The UI definitely messes with the visualization which I didn’t bother fixing on my end, I doubt tokenization is affected.
You appear to be correct on ‘Breakfast’: googling ‘Breakfast’ ASCII art did yield a very similar text—which is surprising to me. I then tested 4o on distinguishing the ‘E’ and ‘F’ in ‘PREFAB’, because ‘PREF’ is much more likely than ‘PREE’ in English. 4o fails (producing PREE...). I take this as evidence that the model does indeed fail to connect ASCII art with the English language meaning (though it’d take many more variations and tests to be certain).
In summary, my current view is:
4o generalizably learns the structure of ASCII letters
4o probably makes no connection between ASCII art texts and their English language semantics
4o can do some weak ICL over ASCII art patterns
On the most interesting point (2) I have now updated towards your view, thanks for pushing back.
ASCII art is tricky because there’s way more of it online than you think.
I mean, this is generally true of everything, which is why evaluating LLM originality is tricky, but it’s especially true for ASCII art because it’s so compact, it goes back as many decades as computers do, and it can be generated in bulk by converters for all sorts of purposes (eg). You can stream over telnet ‘movies’ converted to ASCII and whatnot. Why did https://ascii.co.uk/art compile https://ascii.co.uk/art/breakfast ? Who knows. (There is one site I can’t refind right now which had thousands upon thousands of large ASCII art versions of every possible thing like random animals, far more than could have been done by hand, and too consistent in style to have been curated; I spent some time poking into it but I couldn’t figure out who was running it, or why, or where it came from, and I was left speculating that it was doing something like generating ASCII art versions of random Wikimedia Commons images. But regardless, now it may be in the scrapes. “I asked the new LLM to generate an ASCII swordfish, and it did.
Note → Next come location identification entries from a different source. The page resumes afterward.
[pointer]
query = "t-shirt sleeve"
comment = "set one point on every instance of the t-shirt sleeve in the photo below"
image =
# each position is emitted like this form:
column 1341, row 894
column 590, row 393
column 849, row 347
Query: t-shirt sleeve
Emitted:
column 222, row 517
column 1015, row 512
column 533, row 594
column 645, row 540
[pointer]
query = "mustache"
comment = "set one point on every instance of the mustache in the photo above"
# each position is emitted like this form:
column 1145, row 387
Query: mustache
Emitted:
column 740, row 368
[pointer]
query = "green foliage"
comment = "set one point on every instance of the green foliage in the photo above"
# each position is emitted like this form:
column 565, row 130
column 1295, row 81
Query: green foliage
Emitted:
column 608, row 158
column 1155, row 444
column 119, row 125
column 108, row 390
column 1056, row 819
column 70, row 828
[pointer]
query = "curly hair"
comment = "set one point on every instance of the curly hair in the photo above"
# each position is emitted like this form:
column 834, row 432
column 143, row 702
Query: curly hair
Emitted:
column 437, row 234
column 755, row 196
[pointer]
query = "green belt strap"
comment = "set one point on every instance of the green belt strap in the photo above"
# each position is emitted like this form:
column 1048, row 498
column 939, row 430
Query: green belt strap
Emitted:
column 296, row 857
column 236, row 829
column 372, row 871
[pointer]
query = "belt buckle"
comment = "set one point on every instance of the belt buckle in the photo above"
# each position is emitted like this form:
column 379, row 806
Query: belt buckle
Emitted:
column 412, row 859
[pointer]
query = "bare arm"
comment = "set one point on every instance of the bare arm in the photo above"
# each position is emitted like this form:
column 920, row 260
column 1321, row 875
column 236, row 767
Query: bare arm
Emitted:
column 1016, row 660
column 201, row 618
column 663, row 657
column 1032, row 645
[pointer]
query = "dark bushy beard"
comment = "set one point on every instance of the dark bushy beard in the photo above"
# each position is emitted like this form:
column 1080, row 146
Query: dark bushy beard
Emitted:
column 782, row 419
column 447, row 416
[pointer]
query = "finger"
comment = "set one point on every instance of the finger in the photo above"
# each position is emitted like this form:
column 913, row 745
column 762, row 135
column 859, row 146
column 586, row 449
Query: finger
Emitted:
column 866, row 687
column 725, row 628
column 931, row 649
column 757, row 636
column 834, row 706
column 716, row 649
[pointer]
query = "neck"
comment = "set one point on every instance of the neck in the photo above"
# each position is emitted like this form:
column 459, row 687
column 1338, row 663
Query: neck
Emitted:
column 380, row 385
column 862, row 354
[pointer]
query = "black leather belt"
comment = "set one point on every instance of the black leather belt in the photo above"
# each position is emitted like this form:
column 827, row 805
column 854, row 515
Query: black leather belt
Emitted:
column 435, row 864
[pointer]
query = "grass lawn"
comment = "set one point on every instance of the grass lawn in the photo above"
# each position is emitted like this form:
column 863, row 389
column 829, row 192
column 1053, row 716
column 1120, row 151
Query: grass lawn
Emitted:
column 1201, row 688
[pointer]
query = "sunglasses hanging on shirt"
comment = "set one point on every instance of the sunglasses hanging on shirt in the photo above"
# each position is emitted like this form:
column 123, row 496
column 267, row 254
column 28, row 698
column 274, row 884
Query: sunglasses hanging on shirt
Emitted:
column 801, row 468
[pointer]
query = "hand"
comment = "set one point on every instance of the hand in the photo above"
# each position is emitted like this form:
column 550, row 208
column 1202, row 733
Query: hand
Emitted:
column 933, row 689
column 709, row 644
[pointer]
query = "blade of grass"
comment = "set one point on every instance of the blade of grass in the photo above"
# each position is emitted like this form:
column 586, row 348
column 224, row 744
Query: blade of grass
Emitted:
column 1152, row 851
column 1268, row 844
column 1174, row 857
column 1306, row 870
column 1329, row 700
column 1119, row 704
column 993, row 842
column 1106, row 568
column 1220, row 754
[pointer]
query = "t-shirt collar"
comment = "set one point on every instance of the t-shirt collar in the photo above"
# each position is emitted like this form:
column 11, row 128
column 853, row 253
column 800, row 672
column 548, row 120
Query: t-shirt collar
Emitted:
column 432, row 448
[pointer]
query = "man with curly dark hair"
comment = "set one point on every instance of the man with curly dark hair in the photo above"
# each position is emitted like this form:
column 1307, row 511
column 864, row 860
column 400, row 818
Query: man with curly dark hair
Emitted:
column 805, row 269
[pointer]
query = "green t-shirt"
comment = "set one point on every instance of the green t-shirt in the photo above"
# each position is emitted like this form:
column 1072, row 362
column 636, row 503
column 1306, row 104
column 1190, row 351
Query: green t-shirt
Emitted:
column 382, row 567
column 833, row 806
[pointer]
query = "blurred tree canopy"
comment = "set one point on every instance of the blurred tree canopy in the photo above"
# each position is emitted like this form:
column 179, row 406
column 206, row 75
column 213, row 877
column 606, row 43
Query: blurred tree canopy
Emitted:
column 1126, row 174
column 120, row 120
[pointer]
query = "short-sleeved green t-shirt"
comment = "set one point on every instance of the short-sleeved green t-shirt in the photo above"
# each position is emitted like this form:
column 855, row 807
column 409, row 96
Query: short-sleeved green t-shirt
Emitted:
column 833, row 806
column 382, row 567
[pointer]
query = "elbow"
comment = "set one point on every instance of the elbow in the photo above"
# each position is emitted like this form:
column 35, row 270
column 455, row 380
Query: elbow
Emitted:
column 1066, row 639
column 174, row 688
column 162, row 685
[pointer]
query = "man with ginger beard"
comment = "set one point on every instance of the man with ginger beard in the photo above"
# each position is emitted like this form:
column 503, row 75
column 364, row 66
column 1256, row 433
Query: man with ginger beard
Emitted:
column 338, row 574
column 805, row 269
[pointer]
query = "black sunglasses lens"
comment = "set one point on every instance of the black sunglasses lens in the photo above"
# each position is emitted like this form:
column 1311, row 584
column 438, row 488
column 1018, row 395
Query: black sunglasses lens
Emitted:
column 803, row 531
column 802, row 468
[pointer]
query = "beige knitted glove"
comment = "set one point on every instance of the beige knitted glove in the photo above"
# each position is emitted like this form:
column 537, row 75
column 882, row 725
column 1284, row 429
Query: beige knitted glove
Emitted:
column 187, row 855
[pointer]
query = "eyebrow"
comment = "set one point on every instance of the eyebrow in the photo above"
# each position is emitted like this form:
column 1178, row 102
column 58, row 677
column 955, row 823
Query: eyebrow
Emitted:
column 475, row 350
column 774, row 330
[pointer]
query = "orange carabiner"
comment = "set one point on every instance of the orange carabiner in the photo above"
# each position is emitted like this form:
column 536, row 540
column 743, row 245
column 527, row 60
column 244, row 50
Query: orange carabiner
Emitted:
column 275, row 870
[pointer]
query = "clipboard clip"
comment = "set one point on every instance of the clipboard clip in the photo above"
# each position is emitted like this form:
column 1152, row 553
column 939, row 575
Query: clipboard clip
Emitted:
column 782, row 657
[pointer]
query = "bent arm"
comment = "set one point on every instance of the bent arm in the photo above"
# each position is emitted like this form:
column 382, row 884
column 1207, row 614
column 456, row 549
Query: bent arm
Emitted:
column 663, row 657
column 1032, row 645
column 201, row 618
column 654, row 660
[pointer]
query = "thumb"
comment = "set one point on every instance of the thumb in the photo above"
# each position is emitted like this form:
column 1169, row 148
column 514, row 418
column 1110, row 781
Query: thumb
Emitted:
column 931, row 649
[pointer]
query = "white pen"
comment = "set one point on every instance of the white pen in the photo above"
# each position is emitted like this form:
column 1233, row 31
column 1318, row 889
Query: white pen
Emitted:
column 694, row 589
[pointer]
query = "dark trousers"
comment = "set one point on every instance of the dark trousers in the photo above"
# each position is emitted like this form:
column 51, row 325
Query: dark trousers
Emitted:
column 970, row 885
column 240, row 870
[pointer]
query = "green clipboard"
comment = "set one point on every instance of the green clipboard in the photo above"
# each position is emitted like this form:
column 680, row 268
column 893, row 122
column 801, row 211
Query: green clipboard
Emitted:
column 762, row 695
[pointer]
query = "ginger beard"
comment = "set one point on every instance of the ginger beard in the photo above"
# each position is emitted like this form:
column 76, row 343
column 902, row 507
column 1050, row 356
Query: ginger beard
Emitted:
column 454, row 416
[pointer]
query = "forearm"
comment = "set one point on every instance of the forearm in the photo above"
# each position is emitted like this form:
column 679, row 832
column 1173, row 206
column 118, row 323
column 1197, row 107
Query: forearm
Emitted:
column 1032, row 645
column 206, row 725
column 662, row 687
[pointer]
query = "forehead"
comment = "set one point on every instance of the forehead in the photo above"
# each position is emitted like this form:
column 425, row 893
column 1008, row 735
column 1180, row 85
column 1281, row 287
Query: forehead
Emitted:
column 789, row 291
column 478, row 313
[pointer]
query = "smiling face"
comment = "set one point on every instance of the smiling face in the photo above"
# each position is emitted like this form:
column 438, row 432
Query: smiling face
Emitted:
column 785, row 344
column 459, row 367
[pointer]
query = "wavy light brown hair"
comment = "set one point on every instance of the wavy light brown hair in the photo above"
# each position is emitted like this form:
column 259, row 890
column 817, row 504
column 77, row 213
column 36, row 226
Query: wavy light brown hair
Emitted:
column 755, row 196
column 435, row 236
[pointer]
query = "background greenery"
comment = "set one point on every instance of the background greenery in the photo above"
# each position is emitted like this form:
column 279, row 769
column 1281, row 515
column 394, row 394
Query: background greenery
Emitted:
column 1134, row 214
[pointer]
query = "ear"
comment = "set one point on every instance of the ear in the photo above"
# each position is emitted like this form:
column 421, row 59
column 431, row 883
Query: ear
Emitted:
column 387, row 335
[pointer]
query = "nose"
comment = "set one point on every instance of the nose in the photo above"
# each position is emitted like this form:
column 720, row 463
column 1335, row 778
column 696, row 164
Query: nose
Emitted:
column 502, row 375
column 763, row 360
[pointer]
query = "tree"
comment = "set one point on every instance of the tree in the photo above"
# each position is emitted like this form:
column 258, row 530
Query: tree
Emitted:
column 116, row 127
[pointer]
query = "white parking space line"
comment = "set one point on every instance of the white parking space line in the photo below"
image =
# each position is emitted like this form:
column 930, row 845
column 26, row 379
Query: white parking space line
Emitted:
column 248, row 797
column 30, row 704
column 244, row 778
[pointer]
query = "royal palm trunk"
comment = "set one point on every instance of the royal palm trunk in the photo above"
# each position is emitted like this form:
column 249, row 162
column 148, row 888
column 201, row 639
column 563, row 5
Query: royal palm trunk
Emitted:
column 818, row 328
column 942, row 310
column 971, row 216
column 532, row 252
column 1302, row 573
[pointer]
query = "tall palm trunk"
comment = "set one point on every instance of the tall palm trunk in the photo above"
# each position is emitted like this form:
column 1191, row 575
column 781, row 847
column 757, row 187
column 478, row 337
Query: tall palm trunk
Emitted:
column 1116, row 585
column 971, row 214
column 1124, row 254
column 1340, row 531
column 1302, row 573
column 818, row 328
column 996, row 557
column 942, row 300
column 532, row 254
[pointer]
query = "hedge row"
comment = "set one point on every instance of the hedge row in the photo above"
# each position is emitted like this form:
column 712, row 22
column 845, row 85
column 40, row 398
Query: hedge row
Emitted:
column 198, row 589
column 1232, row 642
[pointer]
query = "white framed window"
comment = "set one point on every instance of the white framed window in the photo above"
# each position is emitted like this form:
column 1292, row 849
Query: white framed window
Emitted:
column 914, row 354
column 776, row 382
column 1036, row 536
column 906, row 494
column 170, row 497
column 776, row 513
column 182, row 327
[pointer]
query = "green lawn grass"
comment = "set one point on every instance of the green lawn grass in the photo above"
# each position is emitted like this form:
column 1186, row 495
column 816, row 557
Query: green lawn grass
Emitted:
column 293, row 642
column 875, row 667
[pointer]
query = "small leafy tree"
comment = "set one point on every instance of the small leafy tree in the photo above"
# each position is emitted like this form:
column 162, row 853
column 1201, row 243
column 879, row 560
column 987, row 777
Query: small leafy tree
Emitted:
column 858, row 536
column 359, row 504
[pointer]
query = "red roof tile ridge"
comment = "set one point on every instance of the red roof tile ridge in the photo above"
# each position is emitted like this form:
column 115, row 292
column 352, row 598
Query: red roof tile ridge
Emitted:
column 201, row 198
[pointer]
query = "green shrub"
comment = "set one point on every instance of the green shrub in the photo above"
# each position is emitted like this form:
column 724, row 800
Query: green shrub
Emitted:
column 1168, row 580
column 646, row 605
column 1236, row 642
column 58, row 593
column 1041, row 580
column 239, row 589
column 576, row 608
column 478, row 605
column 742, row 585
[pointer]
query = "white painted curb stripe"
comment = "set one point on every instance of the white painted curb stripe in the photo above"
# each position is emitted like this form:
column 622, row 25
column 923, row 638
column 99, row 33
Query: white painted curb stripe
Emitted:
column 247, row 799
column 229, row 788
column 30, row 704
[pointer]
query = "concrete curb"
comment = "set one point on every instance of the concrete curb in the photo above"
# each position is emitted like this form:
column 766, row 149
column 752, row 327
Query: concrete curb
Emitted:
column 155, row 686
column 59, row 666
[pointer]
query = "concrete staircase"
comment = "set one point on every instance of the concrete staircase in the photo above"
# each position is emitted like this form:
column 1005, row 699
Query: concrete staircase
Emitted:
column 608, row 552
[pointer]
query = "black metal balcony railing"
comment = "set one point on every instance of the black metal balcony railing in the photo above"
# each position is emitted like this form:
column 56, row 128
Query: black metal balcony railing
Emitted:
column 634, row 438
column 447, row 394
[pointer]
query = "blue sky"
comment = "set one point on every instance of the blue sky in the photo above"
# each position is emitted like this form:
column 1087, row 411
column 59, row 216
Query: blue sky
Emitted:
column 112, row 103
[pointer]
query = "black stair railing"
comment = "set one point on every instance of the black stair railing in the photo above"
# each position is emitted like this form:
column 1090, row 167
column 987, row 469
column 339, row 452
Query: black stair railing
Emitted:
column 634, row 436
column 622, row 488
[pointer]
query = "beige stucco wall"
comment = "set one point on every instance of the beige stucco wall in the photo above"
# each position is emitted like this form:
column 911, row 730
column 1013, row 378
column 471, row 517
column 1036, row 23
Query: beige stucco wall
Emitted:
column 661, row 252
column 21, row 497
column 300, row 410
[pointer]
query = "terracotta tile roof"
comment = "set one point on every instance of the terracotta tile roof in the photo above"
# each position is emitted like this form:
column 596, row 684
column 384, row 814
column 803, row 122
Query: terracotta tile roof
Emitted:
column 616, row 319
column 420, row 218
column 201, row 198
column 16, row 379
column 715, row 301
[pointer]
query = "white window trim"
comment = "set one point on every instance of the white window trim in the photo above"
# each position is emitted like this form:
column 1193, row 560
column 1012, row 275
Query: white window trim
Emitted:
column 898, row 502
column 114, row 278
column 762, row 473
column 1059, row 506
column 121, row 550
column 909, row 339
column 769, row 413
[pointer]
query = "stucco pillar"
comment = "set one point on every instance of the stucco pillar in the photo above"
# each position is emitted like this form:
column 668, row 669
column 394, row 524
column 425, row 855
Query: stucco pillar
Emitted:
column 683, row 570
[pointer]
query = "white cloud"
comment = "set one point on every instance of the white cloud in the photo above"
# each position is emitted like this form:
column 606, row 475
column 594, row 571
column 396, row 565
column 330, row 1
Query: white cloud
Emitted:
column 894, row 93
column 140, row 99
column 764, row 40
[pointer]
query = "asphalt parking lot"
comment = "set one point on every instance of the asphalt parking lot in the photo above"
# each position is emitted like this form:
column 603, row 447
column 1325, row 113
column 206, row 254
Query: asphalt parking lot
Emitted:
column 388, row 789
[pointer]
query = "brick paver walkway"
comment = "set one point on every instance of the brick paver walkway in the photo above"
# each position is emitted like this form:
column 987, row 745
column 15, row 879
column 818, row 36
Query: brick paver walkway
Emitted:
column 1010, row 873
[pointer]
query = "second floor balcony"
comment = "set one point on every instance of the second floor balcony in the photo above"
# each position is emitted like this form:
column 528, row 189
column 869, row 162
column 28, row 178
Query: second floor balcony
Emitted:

No one would just have a bunch of ASCII swordfishes on the Internet, so that can’t possibly be memorized!” Wrong.)
But there’s so many you should assume it’s memorized: https://x.com/goodside/status/1784999238088155314
Anyway, Claude-3 seems to do some interesting things with ASCII art which don’t look obviously memorized, so you might want to switch to that and try out Websim or talk to the Cyborgism people interested in text art.
Claude-3.5 Sonnet passes 2 out of 2 of my rare/multi-word ‘E’-vs-‘F’ disambiguation checks.
I confirmed that ‘E’ and ‘F’ precisely match at a character level for the first few lines. It fails to verbalize.On the other hand, in my few interactions, Claude-3.0′s completion/verbalization abilities looked roughly matched.